Senate Bill 1337, better known as the "Ag-Gag" bill, plowed through the Idaho House Wednesday afternoon in a 56 to 14 vote. The measure, which already sailed through the Idaho Senate, now heads to the Governor C.L. "Butch" Otter for his imminent signature. Opponents already filled the desk of Otter's administrative assistant earlier in the day with petitions holding 113,000 signatures urging the Governor to veto the bill.
55 members of the Idaho House Republican majority voted in favor of the ag-gag bill, joined by Gooding Democratic Rep. Donna Pence.
13 Democrats voted against the measure, joined by two Republicans: Boise Rep. Lynn Luker and Meridian Rep. Steven Harris.
SB 1337 aims to crack down on anyone who is not employed by an agricultural production facility or anyone who obtains employment with such an operation through misrepresentation. If said persons were to obtain records or enter an agricultural production facility that is not open to the public, or "make audio or video recordings of the conduct" at that facility, they face a misdemeanor, punishable by up to one year in prison. Additionally, the guilty party would pay twice the value of damages to the agricultural facility.
"I think I've gotten more mail on this than any other issue this session, most of it regarding animal cruelty," said Idaho Falls Republican Rep. Linden Bateman, arguing that the bill's chief opponents were "extreme activists who want to contrive issues simply to bring in donations."
But newly appointed Boise Democratic Rep. Ilana Rubel, an attorney, put up the most fervent debate against the bill.
"This bill is not about personal property rights. It only protects one little sliver of personal property owners," said Rubel. "I'm of the belief that if it looks like a duck and quacks like a duck, it's a duck. And this looks and quacks like restriction on free speech. This is about the First Amendment and the right of people to get information. The answer is not to imprison the people who criticize you."
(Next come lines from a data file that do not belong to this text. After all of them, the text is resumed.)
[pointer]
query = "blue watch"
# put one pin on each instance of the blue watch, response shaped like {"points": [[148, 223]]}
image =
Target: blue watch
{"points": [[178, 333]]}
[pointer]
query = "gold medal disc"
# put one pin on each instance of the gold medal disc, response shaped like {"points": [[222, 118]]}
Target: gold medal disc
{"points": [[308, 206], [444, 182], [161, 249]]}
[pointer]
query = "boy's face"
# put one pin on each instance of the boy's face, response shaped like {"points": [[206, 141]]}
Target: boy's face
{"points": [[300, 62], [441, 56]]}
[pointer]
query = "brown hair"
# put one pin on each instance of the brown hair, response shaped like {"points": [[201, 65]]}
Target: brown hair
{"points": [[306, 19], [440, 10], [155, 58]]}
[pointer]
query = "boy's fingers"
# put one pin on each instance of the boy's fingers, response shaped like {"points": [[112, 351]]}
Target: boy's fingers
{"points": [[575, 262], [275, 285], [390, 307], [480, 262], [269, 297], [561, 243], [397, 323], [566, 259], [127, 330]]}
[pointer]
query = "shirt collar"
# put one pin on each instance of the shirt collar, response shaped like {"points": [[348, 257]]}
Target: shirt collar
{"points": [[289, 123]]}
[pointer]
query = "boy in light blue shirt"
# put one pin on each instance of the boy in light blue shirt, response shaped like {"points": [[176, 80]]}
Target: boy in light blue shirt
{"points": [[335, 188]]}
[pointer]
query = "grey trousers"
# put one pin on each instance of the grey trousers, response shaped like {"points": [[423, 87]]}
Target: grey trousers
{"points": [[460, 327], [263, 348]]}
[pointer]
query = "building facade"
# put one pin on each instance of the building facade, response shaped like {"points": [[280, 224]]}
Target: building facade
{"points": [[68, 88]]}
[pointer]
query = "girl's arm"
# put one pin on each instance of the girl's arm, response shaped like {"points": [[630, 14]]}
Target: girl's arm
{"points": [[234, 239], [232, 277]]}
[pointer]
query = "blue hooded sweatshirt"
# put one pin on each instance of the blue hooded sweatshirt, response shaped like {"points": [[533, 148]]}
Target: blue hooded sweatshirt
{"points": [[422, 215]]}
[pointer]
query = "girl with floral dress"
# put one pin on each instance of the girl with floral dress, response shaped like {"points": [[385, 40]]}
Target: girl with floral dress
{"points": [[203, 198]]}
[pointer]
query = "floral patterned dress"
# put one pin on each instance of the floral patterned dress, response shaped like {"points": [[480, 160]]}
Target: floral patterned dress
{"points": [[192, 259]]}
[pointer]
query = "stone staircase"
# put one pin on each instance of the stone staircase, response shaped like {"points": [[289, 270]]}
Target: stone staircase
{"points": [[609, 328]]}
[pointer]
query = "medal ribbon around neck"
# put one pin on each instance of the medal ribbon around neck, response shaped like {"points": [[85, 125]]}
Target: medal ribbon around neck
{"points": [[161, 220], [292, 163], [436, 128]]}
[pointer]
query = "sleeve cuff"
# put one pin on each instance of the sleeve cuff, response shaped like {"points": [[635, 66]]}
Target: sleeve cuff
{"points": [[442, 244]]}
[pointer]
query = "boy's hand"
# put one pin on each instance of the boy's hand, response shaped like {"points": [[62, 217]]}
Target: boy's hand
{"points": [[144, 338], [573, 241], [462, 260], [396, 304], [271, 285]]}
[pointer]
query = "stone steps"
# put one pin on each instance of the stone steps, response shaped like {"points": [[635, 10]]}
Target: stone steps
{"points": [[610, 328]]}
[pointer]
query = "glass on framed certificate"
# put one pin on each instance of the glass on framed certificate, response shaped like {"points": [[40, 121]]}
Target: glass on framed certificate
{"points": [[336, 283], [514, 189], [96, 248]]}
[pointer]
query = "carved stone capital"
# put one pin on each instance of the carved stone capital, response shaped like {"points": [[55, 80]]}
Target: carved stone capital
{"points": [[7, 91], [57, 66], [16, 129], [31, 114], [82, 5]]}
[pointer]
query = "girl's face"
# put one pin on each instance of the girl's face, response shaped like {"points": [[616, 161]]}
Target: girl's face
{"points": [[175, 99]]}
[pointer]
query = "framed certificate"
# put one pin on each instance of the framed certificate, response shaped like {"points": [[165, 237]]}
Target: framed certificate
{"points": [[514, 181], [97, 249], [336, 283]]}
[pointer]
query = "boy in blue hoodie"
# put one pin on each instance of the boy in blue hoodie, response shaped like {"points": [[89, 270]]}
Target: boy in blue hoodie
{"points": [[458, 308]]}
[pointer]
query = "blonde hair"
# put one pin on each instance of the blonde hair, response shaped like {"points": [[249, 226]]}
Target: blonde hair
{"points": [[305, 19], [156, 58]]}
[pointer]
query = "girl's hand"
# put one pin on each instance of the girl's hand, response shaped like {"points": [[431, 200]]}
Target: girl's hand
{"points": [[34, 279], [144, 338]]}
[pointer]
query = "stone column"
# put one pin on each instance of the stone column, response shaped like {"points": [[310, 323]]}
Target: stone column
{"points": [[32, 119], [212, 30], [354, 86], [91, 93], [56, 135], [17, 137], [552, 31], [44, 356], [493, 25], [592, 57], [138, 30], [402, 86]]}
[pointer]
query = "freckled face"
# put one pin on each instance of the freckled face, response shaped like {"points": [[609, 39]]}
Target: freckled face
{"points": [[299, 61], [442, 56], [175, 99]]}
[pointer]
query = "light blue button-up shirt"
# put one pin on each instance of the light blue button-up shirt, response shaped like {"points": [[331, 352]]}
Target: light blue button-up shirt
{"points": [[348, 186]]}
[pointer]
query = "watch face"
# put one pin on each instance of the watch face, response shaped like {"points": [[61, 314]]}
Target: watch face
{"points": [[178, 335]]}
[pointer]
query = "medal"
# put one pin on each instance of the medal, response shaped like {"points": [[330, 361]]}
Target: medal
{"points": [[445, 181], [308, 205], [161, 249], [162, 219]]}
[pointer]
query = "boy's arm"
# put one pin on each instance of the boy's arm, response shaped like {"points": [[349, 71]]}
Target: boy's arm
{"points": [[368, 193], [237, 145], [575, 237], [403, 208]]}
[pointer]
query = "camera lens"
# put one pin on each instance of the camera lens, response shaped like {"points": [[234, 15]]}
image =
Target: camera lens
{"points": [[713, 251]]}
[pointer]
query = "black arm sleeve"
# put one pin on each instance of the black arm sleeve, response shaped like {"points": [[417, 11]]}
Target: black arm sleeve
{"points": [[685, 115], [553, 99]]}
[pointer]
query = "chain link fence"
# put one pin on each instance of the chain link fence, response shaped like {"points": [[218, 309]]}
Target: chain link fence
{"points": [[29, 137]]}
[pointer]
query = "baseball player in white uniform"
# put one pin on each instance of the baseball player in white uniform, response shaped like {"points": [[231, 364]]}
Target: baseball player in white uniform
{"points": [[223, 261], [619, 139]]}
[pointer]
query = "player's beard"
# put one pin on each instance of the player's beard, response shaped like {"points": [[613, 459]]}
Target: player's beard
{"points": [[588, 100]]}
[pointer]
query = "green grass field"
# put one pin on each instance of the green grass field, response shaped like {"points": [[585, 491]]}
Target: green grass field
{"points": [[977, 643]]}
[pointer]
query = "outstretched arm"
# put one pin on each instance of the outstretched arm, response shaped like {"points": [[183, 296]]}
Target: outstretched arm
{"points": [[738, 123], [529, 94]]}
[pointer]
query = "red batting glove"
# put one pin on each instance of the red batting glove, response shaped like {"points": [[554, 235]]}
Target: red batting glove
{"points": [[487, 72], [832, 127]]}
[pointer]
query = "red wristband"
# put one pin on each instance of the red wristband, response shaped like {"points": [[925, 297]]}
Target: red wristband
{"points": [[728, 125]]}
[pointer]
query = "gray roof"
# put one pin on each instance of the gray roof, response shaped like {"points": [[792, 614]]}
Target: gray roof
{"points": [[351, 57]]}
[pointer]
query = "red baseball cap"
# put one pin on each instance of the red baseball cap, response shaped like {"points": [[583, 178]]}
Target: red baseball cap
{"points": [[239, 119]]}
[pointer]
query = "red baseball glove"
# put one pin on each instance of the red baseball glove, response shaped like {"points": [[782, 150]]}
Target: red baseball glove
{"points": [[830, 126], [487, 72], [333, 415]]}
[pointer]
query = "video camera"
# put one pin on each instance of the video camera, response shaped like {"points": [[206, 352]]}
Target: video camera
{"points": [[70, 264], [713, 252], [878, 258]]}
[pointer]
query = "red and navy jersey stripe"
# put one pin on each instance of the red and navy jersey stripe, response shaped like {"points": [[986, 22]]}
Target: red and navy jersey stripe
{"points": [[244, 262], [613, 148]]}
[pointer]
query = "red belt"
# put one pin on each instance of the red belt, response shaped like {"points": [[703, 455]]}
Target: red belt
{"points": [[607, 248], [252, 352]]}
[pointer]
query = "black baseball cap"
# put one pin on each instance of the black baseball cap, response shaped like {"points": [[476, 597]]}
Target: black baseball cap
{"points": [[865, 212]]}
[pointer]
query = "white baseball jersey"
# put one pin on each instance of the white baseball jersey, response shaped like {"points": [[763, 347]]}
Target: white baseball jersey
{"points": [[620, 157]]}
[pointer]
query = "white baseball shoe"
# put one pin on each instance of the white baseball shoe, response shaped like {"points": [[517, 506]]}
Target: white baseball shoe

Before closing off debate, the bill's sponsor, Wilder Republican Rep. Gayle Batt said, "Threats from activists are real and on the rise. This is an opportunity for Idaho to stand up against those who want to destroy our farms and brands."
Ultimately, a lot of Batt's GOP colleagues and one Democratic representative. agree with her and pushed the ag-gag bill one big step toward becoming law.